Our last chance to restrain the housing bill is with the Lords
The government’s new legislation on housing and planning will have profound implications for the future of housing in this country and should be of serious concern to everybody. Unless amended, it risks bringing about the end of social housing as we have known it since the second world war and embarking on a huge new sales programme when the financial numbers to deliver it patently don’t add up.
During the election there was a cross party consensus on the urgent need to build more housing. Completions last year, at 125,000, were half the numbers needed to keep pace with what the country needs. In London, the situation has reached crisis proportions, with prices to buy or rent moving out of reach for ordinary Londoners.
The housing and planning bill, which receives its second reading in the House of Lords on Tuesday, was the perfect opportunity for new government to tackle this issue head on.
While there are some welcome measures to tackle rogue landlords and speed up compulsory purchase, the overall effect of the bill will be to promote one form of tenure, home ownership at the expense of another, affordable rented housing. Desperately needed new social housing for rent seems to be being written out of the script.
Following the voluntary deal between the communities secretary Greg Clark and the National Housing Federation, housing associations will now have greater flexibility to decide which homes they offer to their tenants under right to buy. Local authorities however will still be picking up the bill for the right-to-buy discounts, forcing them to sell off their higher value properties as they become vacant in order to fund this. Shelter has calculated that this will cost them £1.2bn a year (pdf) and require the sale of some 113,000 council homes.
The government’s intent is that these sales will be replaced one for one but this will be very difficult if not impossible to achieve. High value council homes are invariably in high value areas: the very areas where land for new build is hardest to find. In places such as Camden and Westminster, this is likely to require the sale of more than half of their stock, making genuinely mixed communities a thing of the past.
Even with the forced sale of these properties, independent research commissioned by the Chartered Institute of Housing has found that the receipts generated will not come near to covering the cost of the discounts and replacement. London sales are calculated to provide more than half the funding, so this problem will be even more acute if the capital, as currently proposed, retains more of its receipts in order to deliver two new houses for every one sold. We will therefore start the new policy knowing that the sums do not add up.

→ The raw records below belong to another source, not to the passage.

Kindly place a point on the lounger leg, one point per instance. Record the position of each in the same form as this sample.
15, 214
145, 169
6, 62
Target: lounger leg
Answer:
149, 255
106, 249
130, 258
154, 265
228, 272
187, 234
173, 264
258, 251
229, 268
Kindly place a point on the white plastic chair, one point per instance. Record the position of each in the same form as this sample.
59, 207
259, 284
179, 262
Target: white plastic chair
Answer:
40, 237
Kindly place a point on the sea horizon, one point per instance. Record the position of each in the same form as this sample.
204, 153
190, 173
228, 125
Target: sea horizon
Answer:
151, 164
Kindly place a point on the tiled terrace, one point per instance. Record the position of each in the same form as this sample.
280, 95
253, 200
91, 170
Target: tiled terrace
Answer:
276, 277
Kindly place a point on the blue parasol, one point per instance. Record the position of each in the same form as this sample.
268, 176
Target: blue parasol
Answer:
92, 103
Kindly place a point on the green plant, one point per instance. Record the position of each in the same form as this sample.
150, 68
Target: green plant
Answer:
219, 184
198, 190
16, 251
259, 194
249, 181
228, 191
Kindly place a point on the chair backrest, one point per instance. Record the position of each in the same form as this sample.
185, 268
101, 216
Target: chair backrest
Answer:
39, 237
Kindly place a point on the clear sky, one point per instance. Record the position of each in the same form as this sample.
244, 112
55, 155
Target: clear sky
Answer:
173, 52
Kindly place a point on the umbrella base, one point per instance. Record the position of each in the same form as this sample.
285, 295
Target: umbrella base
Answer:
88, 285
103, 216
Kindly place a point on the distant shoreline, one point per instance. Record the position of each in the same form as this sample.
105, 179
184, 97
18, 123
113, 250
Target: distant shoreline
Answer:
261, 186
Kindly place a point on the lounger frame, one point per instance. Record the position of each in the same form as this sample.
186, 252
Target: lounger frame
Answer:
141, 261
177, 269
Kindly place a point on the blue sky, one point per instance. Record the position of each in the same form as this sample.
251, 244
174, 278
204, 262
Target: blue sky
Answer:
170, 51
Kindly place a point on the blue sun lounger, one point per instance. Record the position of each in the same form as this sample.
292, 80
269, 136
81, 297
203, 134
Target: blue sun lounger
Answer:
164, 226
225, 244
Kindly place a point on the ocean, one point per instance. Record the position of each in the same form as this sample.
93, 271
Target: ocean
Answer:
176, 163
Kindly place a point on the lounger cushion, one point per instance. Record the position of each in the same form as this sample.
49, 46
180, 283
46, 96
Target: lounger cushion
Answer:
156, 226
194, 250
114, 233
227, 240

To further boost home ownership the government plans to introduce starter homes that will enable first time buyers to purchase at 20% below market price. This was originally proposed as a welcome additional source of new supply on land not currently identified for housing. It will now be deemed “affordable”, although you would need an income of £77,000 in London to buy one, and largely replace social rented housing in new schemes. The communities secretary will be given extensive powers to direct local authorities to build starter homes whether or not they believe it is right for their areas.
If local authorities are big losers from the bill, then so are social tenants. There will be fewer transfer opportunities to move into bigger properties as they become vacant these are also typically the higher value properties and grant funding for new social rented housing will largely end in three years time. If household income exceeds £40,000 in London or £30,000 outside the capital, social tenants will be expected to pay at or near market rents providing little or no incentive to advance their career. If they are new council tenants, the local authority will be required to be give them a fixed term tenancy of between two and five years instead of a permanent one.
The message all this gives about the future of social housing couldn’t be clearer.
There are wider economic consequences of the government’s approach. To have any chance of delivering the level of housing this country needs we need to build more housing of all types sale, market rent, social rent and get all parties housebuilders, developers, housing associations and local authorities to raise their game. A reliance solely on building for sale will leave us much more vulnerable to another market downturn, just when the economic forecasts are beginning to look less favourable.
Much of the vital detail for how this bill will work in practice will be in regulations that have still be published, despite the bill having completed its passage through the House of Commons. To make the government’s proposals anywhere near fit for purpose, peers from all sides of the Lords are going to have their work cut out scrutinising the detail and seeking to amend and improve the bill in the weeks and months ahead.